Na busca por entendermos a eficácia da prece, fazemos uma natural confusão com a forma como ela nos é respondida. Esperar o auxílio dos bons espíritos para que sejamos capazes de sair das dificuldades nas quais estamos não pode ser confundido com aguardar deles a resposta pronta, o apontamento exato do caminho a ser seguido. Por que os espíritos não são claros a ponto de não nos deixar dúvida? “Primeiramente, para lhe ensinar que cada um deve ajudar a si mesmo e fazer uso das suas forças. Depois, pela incerteza, Deus põe à prova a confiança que nele deposita a criatura e a submissão desta à sua vontade” (ESE, XXVII, 8).

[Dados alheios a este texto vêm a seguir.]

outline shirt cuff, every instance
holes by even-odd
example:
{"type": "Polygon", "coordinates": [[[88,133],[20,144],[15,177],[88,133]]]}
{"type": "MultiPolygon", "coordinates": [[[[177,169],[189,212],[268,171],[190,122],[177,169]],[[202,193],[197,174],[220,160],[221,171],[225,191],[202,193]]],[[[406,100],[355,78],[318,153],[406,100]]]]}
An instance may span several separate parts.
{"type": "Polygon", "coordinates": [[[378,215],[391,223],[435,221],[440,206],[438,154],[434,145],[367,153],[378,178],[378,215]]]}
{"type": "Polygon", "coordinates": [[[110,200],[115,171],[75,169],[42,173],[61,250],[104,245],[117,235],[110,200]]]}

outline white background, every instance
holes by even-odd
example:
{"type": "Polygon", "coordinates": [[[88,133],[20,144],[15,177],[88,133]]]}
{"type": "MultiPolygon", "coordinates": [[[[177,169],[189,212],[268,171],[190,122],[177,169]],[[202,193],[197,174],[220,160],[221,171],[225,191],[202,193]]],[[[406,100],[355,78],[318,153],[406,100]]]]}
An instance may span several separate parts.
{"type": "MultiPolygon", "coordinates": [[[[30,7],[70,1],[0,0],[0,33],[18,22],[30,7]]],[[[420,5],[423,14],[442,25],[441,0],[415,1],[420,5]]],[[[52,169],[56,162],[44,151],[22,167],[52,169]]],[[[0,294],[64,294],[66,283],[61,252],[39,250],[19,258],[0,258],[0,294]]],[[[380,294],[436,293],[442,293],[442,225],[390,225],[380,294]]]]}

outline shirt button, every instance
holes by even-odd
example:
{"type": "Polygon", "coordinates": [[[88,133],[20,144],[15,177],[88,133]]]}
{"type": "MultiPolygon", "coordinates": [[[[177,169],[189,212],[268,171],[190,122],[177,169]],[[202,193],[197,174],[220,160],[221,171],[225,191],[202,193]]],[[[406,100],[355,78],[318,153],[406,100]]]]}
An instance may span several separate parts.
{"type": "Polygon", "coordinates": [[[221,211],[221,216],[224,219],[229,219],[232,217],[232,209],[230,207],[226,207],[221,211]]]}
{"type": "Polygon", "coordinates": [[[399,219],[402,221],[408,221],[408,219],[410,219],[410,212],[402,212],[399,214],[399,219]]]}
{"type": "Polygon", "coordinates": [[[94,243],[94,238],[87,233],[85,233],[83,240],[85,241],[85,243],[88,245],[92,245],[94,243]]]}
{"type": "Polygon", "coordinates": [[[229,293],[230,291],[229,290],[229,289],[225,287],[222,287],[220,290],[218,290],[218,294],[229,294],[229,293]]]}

De alguma forma, em maior ou menor grau, todos almejamos um ideal de liberdade que nos permita autonomia sobre todas as nossas decisões, mas muitos de nós se esquecem das consequências dos atos e da responsabilidade atrelada a cada escolha. É perfeitamente compreensível o fato de não termos todas as nossas preces atendidas: não sabemos o que queremos e não sabemos querer. Os espíritos não nos servirão de forma a nos tornarem dependentes deles, pois, se dizemos querer a liberdade, devemos alcançar a maturidade que nos faz dignos dela. Qual seria o sentido de se atender a uma prece na qual uma pessoa roga por saúde enquanto vive uma vida dissoluta e cheia de excessos? O que a pessoa busca com a prece, em casos assim, não é a saúde em si e sim uma forma de continuar a levar o estilo de vida inconsequente por mais tempo. Isso é um prejuízo para ela própria e Deus não faculta nossa própria destruição imprevidente. A negação de alguns pedidos é a melhor forma de nos preservarmos de nossa própria ignorância. Se o desejo de saúde for sincero (ou quando for), a pessoa ouvirá as vozes amigas que lhe pedem para se afastar desse estilo de vida e tomará as providências necessárias para começar a construir a saúde desejada.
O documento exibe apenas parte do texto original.